La promesa fue hecha por el propio presidente de este organismo, el venezolano Gilberto Jesús Mendoza, en un conversatorio que tuvo con la prensa panameña en la ciudad capital.
Queda claro que, en este anhelo, desaparecerá el siempre criticado título interino que, al final, hoy no tiene razón de existir porque perdió el motivo real por el que fue creado.
Para refrescar las memorias, el cetro interino, específicamente el de la AMB, sería disputado cuando un monarca regular no pudiera defender su diadema por encontrarse incapacitado debido a asuntos legales o lesiones.
De ahí, surge entonces la necesidad de enfrentar a los altos clasificados que se disputarían una corona interina, con tal de darle movilidad a la categoría.
Tras cumplir este proceso, el campeón regular, inmediatamente resuelta su lesión o superado el mal que lo llevaba a no defender su cinturón, estaba obligado a combatir con el campeón interino.

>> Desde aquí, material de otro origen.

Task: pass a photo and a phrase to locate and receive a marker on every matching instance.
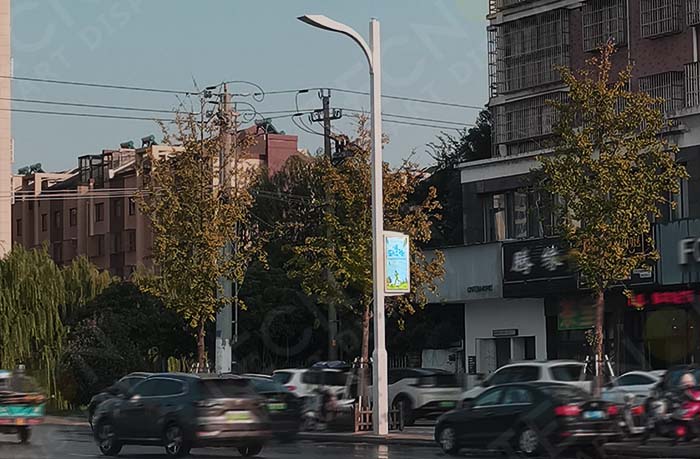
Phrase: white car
(422, 392)
(636, 383)
(303, 382)
(555, 371)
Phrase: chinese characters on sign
(397, 264)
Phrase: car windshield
(566, 393)
(267, 386)
(282, 377)
(226, 388)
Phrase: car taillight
(567, 410)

Este paso, nuevamente, arrojaba que solo hubiera un solo campeón por división.
Al principio la idea fue aceptada, pero fue la propia AMB que decidió romper las reglas, aprobando peleas por campeonatos interinos, a pesar de que el monarca regular estaba activo y libre de lesiones.

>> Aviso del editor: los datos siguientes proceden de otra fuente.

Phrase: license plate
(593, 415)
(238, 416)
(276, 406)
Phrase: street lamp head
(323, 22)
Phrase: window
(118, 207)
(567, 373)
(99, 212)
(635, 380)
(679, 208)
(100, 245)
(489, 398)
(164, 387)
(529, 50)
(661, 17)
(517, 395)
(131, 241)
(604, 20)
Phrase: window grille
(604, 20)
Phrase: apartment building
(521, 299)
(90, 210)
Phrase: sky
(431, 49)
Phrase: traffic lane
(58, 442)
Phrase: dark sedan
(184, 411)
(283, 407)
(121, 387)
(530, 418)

¡Así como leen! Todo se convirtió en un negocio, lo que provocó grandes críticas tanto de periodistas -me incluyo- como de la fanaticada, porque veían en una misma categoría tres campeones mundiales, como precisamente lo vemos hoy: interino, regular y supercampeón.
No hay dudas de que ha sido positivo que el presidente de la AMB haya salido a la palestra a anunciar que reducirá el número de campeones de su entidad.

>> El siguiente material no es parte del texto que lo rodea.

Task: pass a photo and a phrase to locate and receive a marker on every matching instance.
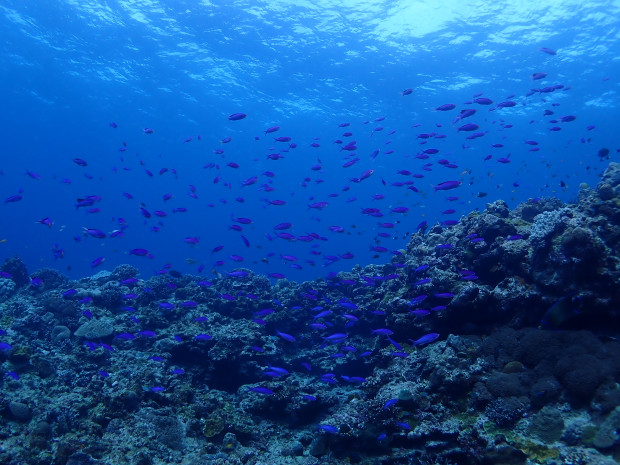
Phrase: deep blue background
(68, 69)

Sin embargo, tengo que recordarle a Gilberto Jesús Mendoza que esta promesa ya se la escuché en marzo de 2013, cuando era el viceprecidente ejecutivo de la AMB, y al final nunca cumplió.
Tocará esperar si la AMB cumple su palabra o a esta se la lleva el viento como en el 2013. O si al final pesan más los promotores de boxeo, a los que hoy las televisoras les exigen que los gladiadores disputen fajas, aunque sea interinas, para entonces invertir en el deporte de las narices chatas y orejas de coliflor.